I love getting up on time. I love to seize the precious hours at the beginning of the day.
Am I a morning person for that reason? Absolutely not! I don´t wake up all by myself and most days I struggle to my feet.
Despite that I´ve made it a habit. I have made it a habit because the reasons for me are many and good and far outweigh the benefits of a sleep in.
Read what helps me get up on time here ...
1) Go to bed on time
It’s the best thing you can do. It’s also the hardest thing to do.
Watching the movie till the end, surfing the internet the whole night or finishing the novel. That´s all plain fun – until your alarm is going off in the morning.
My experience and conviction looks like this: In order to gain a „getting up-discipline“, you have to develop a „going to bed-discipline“. You can´t have both a long evening and a long morning.
I´ve set an alarm on my iPhone to remind me when it´s time to go to sleep, just like I’ve set up an alarm to remind me when it’s time to wake up.
2) Set the alarm at the same time every day
That may sound radical. It actually is.
Even on weekends?
Yes, even on weekends and my days off I try to leave the bed at the same time. This makes it easier for me to do so during the week.

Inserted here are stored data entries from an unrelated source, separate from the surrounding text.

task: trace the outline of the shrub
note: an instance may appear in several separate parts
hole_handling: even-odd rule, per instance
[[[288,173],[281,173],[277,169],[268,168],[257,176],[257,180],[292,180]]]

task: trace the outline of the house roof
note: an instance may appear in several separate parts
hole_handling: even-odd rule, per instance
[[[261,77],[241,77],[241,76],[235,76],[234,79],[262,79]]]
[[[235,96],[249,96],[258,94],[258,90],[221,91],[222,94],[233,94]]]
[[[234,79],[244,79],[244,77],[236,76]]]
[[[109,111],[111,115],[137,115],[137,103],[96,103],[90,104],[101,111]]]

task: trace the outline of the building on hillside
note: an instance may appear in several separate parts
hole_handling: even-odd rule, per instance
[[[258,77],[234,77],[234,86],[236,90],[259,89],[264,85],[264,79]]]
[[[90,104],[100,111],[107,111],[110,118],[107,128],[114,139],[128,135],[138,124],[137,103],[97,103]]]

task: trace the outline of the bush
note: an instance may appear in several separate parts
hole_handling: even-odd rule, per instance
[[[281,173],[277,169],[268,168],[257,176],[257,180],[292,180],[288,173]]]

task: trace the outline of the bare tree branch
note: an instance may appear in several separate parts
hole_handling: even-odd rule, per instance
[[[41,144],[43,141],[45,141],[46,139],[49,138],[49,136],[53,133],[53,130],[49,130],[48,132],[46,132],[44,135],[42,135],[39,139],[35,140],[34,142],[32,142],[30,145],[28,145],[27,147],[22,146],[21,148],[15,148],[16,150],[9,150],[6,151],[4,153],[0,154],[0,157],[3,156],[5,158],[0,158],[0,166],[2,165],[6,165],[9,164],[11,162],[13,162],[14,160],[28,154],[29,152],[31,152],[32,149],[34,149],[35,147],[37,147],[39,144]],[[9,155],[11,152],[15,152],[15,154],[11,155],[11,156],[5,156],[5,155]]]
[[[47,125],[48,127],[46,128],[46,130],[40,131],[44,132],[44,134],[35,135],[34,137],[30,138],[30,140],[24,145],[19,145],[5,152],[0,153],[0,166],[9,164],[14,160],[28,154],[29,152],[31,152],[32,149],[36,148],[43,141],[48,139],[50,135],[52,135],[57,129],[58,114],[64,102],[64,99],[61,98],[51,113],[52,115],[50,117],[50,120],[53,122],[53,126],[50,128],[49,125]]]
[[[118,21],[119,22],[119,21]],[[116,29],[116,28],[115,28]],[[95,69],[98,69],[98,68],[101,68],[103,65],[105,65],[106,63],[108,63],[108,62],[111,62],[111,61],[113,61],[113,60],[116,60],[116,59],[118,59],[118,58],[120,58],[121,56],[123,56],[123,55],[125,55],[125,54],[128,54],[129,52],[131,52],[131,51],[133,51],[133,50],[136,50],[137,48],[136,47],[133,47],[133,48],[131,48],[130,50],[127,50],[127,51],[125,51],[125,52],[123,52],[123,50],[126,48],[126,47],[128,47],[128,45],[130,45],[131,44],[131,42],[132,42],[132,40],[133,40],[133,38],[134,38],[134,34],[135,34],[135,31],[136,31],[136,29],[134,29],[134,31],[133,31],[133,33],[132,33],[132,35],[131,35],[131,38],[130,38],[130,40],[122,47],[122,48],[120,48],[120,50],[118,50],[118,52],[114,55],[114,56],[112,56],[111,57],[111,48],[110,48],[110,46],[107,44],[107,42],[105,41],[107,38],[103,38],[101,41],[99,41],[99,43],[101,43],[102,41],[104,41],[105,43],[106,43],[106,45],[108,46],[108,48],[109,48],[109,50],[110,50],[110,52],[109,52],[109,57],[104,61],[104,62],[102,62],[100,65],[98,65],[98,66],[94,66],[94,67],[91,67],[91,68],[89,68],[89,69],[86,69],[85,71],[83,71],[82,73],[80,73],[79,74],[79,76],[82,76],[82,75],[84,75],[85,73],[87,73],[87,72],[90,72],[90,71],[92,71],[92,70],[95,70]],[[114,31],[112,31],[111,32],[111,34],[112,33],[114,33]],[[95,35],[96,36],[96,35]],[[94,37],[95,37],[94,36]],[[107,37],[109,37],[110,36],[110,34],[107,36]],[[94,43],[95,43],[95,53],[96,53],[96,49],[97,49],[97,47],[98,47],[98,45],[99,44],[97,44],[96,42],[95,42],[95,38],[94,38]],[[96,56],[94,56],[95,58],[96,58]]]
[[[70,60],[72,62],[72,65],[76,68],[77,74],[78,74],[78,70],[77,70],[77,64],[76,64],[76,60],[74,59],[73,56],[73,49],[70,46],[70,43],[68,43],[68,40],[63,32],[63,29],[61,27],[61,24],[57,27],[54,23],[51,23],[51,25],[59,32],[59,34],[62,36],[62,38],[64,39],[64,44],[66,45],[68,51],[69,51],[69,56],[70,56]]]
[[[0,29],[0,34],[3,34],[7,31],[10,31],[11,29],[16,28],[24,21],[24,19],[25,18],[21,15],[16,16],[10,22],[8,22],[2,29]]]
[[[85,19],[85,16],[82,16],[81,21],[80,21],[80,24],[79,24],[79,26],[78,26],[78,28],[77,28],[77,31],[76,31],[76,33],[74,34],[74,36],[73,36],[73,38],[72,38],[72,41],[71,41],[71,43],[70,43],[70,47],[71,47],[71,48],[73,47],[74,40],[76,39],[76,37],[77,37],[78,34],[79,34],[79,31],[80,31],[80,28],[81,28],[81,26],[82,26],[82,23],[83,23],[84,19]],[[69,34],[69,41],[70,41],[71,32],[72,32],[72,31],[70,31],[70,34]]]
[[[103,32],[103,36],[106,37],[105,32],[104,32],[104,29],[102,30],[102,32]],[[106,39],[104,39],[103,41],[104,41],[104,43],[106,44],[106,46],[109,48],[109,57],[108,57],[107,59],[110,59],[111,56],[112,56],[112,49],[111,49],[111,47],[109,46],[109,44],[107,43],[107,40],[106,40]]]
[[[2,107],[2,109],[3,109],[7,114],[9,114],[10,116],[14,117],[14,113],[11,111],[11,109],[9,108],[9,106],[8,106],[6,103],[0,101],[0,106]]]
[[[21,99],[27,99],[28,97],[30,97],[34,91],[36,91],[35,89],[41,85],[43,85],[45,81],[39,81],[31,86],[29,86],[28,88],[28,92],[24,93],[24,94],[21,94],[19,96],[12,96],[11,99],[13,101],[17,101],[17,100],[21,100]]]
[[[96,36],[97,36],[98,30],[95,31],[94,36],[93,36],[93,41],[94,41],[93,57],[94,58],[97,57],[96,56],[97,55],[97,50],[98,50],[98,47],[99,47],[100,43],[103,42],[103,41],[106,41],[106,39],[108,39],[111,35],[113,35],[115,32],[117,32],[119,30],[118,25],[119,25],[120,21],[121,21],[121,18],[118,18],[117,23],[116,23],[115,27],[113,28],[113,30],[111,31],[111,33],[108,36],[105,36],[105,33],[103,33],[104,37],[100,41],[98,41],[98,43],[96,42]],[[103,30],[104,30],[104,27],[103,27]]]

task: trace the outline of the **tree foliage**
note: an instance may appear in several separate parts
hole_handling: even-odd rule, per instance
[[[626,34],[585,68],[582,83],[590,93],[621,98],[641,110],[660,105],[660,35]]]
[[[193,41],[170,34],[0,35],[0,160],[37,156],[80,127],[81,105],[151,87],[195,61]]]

Our bodies aren´t happy with a continuous change of day and night-time. Just ask someone who is doing shift work.
If you had the choice, or rather, if your body had the choice, what would it rather?
3) Raise with anticipation
I experienced real breakthrough in terms of having the energy to get up only when I started to go to the gym in the morning. Later on with writing my blog as well.
What could getting up on time make possible for you? What makes your heart beat that much that you leave your warm bed with excitement?
4) Reward yourself
For a while pressing the snooze button meant no coffee in the afternoon for me.
You don´t have to act that crazy, but why not provoke yourself a little bit? For example:
21 days of getting up on time = treat yourself with that accessory or music album or ice cream
5) Don´t cut back on sleep
Reading about all these discipline things you might think „Help, I need sleep!“. You´re right! Everyone needs sleep.
Nevertheless, everyone needs a different amount of sleep. Even though research shows that most people need about seven to nine hours per night, my suggestion is:
Experiment! Find out how much is good for you.
The fact is that deep sleep (which is also known as REM sleep, the kind of rest that restores your body) doesn´t get better for you the longer you have it. If you sleep for six or nine hours, the effect is generally the same.
Coming back to sleeping in once again: Just go to bed really early from time to time. Sleeping in is possible the other way round as well.
What do you do to get up straight away in the morning?
Please note: This isn´t only about morning hours. I haven´t mentioned a certain time in this article. Not even the word „early“. I did that on purpose.
It´s my conviction that it is healthy to have a rhythm. Yet it´s different for every person. That´s ok.